One of the deadliest swine viruses on earth, African swine fever (ASF), has spread for the first time to the world’s largest pork producing country, China. The situation is changing rapidly, but here is what we know today about the situation.

Is it under control in China?

No. The virus is spreading rapidly and uncontrollably throughout China. The first case was reported on August 3, 2018. By September 6, there were at least 15 cases in six or more provinces. China is the world’s largest pork producer, with a sow base of about 40 million (the U.S. has about 6 million).
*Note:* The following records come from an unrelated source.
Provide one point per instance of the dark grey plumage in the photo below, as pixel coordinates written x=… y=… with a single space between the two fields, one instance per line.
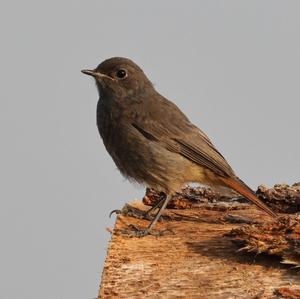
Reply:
x=150 y=139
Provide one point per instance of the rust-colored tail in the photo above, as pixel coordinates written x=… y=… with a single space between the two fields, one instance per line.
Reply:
x=244 y=190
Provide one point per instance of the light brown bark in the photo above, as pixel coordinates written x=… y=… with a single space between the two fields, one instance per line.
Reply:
x=197 y=261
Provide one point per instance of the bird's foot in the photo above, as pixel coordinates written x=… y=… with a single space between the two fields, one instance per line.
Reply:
x=131 y=211
x=139 y=233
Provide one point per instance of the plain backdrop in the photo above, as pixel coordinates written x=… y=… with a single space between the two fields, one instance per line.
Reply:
x=232 y=66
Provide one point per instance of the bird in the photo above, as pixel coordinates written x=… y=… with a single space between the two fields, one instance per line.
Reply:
x=152 y=142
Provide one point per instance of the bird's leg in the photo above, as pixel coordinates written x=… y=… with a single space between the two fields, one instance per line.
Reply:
x=136 y=213
x=148 y=231
x=157 y=205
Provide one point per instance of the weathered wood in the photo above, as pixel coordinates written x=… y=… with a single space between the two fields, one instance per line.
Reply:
x=197 y=261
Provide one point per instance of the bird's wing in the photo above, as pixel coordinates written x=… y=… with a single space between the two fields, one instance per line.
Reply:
x=188 y=141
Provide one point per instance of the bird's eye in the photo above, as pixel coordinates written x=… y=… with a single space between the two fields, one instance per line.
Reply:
x=121 y=74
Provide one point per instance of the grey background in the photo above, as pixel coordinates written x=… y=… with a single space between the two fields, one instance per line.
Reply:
x=232 y=66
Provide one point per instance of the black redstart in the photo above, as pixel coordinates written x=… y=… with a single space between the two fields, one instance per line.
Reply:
x=151 y=141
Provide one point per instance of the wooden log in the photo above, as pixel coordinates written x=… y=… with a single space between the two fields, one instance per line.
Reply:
x=197 y=260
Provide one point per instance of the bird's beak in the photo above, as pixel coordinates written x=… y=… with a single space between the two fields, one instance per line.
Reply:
x=93 y=73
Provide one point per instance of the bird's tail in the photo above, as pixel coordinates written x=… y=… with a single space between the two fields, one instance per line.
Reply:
x=244 y=190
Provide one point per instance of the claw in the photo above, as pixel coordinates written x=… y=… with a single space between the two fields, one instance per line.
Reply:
x=115 y=211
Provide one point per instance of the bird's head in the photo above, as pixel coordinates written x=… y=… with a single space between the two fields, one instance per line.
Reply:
x=119 y=77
How did it get into China? 

Likely through Russia. Early DNA sequence analysis indicates that the virus in China is the same virus that has been spreading through Russia. In 2007, ASF was introduced into the Caucasus region of Eurasia, including Russia, Lithuania, Poland, and Romania, where it has spread widely among wild boars and domesticated pigs. The virus can persist for long periods in uncooked pig products.

How is it controlled?

Extermination of infected herds. There is no vaccine or other treatment for ASF.

How does it spread?

The ASF virus is highly contagious. It is endemic in feral or wild pigs, and transmission cycles between these animals and Ornithodoros ticks can prevent eradication. The virus is very resistant to disinfection.
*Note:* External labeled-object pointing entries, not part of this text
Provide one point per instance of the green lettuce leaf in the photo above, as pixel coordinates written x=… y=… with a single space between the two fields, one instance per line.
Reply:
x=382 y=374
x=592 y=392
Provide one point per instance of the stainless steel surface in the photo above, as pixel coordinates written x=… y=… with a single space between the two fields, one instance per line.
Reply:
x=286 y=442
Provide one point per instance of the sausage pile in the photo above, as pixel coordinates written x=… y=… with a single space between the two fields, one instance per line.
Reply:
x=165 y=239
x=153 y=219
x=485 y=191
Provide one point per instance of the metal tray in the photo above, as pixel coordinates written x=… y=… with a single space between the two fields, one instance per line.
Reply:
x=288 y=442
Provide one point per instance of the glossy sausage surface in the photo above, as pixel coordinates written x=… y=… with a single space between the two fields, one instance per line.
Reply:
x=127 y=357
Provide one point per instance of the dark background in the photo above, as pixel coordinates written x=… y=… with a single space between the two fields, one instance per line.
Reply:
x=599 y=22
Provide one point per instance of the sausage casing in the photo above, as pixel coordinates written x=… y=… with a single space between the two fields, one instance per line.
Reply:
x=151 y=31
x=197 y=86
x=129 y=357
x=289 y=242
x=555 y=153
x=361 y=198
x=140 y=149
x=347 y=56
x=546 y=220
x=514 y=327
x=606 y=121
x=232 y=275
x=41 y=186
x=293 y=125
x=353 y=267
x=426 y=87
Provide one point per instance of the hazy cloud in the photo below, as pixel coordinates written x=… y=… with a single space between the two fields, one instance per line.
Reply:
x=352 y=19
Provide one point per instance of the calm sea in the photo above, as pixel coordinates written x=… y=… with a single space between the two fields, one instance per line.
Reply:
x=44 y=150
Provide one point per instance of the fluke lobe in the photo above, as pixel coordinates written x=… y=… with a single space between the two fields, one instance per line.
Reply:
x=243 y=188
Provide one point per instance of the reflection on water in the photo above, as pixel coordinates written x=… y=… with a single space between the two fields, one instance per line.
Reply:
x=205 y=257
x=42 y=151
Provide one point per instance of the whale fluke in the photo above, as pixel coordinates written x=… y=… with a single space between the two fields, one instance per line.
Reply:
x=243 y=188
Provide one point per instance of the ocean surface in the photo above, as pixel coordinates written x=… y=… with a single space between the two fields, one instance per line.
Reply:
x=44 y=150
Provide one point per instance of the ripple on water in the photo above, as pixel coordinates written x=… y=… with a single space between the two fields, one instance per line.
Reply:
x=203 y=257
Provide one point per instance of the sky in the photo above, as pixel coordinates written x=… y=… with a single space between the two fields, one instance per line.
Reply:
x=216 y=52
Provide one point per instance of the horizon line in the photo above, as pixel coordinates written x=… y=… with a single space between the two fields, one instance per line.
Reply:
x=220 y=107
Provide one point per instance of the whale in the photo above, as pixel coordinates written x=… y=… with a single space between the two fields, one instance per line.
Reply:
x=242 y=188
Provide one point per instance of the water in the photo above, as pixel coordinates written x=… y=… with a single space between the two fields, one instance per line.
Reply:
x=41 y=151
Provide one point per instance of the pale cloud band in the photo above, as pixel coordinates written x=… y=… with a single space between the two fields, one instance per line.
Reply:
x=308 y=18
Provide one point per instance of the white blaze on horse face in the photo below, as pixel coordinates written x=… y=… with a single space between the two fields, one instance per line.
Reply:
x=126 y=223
Could the virus spread in feed ingredients?

Yes. This is a key area of potential high risk of disease transport to U.S. swine herds. Feed ingredients can support viral survival after trans-Atlantic and trans-Pacific shipping to U.S. ports and on to locations that manufacture feed for swine. Get more information on how to minimize risk from feed ingredients here:

How do uninfected farms in China handle the spreading risk?

Lockdown. People movement between farms in China has stopped. Pig traffic has stopped in or out of the provinces. Breeding stock companies have stopped deliveries of boars and gilts to farms.

What are the disease signs?

The first sign of infection is often sudden death. Other symptoms include fever, anorexia, lethargy, and weakness. Redness and blotching of the skin may also be seen, especially on ears, tail, legs, and ham. Bloody diarrhea may occur, as well as abortions in pregnant sows.

Is there a risk to humans?

No. ASF cannot be transmitted to humans, so it is not a public health or food safety concern.

How deadly is it to pigs?

ASF virus isolates vary in virulence from highly pathogenic strains that cause near 100% mortality to low-virulence isolates that can be difficult to diagnose.

Could the U.S. benefit from the situation in China?

Possibly, as long as we don’t get ASF. China may need to import more pork.

If the virus got into the wild pig population of the U.S., what would happen?

It has the potential to spread everywhere and create significant mortality issues as well as cut off exports immediately. Total devastation.